For the Topology on the basis B, I would also say that since $(0,1] \subset [0,2)$ it must also be open in that topology.
Though, I have a clear feeling that I have the wrong idea. I know that the interval being simply contained in the Topology, is not an answer.
Best Answer
Recall the definition. A topological space is a pair $(X,\mathcal{T})$where $X$ is a set and $\mathcal{T}$ (is defined to be the set of open sets,) $\mathcal{T}$ is a collection of subsets of $X$ such that
Then the topology generated by a set $\mathcal{A}$ is the coarsest ("smallest") topology $\mathcal{T}$ such that $\mathcal{A}\subseteq\mathcal{T}$.
So an open space in the topology genrated by the intervals $B=\{[a,b)\subseteq\Bbb{R}:a<b\}$ has the open sets $A\in\mathcal{T}$ such that $A$ can be obtained via taking arbitrary unions or finite intersections of $B$-intervals. For example, $[0,2)$ is open, as is $\bigcup_{n\ge 1}[0,n)=[0,\infty)$. For a more interesting example, consider the set given by $$\bigcup_{n\ge 2}\,[1/n,1),$$ which is also open, as an arbitrary union of open sets; notice this union is equal to $(0,1)$.
On a side note, $(0,1]$ is in fact not open. To show a set is not open, one way is to show that the complement is not closed. In your example, to show that $(0,1]$ is not open in the topology generated by $B$, I would show that $(-\infty,0]\cup(1,\infty)$ is not closed in the topology generated by $B$.
Lemma.
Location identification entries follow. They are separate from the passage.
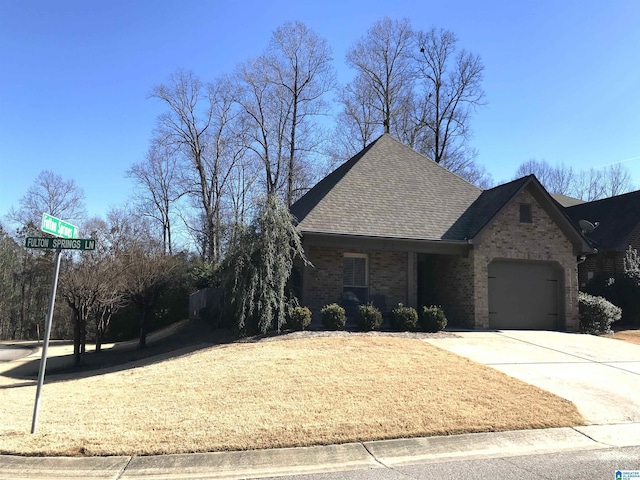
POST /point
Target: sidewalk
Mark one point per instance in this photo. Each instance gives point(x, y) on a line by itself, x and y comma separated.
point(352, 456)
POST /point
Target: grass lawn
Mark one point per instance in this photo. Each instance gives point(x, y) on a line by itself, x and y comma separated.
point(282, 393)
point(631, 336)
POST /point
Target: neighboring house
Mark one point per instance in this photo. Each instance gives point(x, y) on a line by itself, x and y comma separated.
point(618, 226)
point(390, 226)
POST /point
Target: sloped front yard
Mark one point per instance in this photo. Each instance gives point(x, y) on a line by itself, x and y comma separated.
point(294, 392)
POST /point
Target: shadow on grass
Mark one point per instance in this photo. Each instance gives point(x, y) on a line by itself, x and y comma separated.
point(177, 340)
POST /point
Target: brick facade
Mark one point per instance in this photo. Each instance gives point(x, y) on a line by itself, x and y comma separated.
point(610, 263)
point(388, 276)
point(447, 280)
point(457, 282)
point(509, 239)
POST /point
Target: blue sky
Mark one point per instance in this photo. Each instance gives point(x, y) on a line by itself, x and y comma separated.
point(562, 78)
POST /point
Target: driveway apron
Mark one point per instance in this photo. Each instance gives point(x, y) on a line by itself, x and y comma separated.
point(601, 376)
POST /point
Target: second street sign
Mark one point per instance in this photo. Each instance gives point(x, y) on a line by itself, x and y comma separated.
point(57, 227)
point(64, 243)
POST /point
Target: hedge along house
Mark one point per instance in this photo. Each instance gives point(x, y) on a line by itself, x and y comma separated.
point(391, 226)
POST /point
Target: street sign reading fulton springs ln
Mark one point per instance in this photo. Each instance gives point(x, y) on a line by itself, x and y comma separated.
point(63, 243)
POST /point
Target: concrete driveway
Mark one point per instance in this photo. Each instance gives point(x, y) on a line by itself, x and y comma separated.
point(601, 376)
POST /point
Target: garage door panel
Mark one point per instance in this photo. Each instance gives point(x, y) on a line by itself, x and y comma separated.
point(523, 295)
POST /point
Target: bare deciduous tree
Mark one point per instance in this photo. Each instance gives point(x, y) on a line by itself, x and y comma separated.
point(587, 185)
point(198, 126)
point(160, 187)
point(382, 59)
point(451, 90)
point(51, 194)
point(418, 87)
point(283, 91)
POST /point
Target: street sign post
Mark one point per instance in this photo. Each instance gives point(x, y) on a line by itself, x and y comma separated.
point(63, 243)
point(57, 227)
point(67, 239)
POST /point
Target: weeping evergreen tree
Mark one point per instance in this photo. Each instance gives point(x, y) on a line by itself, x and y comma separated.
point(258, 266)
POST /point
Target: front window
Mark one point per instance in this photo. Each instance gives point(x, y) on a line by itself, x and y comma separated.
point(355, 275)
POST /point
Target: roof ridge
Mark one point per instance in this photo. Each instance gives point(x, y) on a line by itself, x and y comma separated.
point(427, 158)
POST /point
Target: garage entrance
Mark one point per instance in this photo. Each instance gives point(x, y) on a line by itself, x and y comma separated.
point(524, 295)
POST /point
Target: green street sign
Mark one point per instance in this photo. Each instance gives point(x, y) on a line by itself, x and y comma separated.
point(63, 243)
point(58, 227)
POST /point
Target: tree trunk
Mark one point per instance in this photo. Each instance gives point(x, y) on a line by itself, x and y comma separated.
point(143, 327)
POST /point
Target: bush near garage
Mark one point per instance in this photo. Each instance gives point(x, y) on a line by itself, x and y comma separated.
point(333, 317)
point(299, 318)
point(404, 319)
point(368, 318)
point(432, 319)
point(596, 314)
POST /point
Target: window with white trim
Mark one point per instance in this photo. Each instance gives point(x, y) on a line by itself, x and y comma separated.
point(355, 278)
A subset $C$ is closed iff every convergent (in $X$) sequence $x_n\to x$ with points $x_n\in C$ has $x\in C$.
To show that $x_n\to x$ in the topology generated by $B$ it is sufficient to show that for every set in the basis $[a,b)\in B$, that contains $1$, there is some $N$ such that $n\ge N$ implies $x_n\in [a,b)$. Let $x_n=1+1/n$, I claim that $x_n\to 1$ in $(\Bbb{R},B)$. For every base element containing $1$ (i.e. $[1,1+\varepsilon)$), there is an $N$ such that $n\ge N$ implies $1/n<\varepsilon$, i.e. $x_n\in [1,1+\varepsilon)$; but $1\notin(-\infty,0]\cup(1,\infty)$. Hence, $(-\infty,0]\cup(1,\infty)$ is not closed, so $(0,1]$ is not open.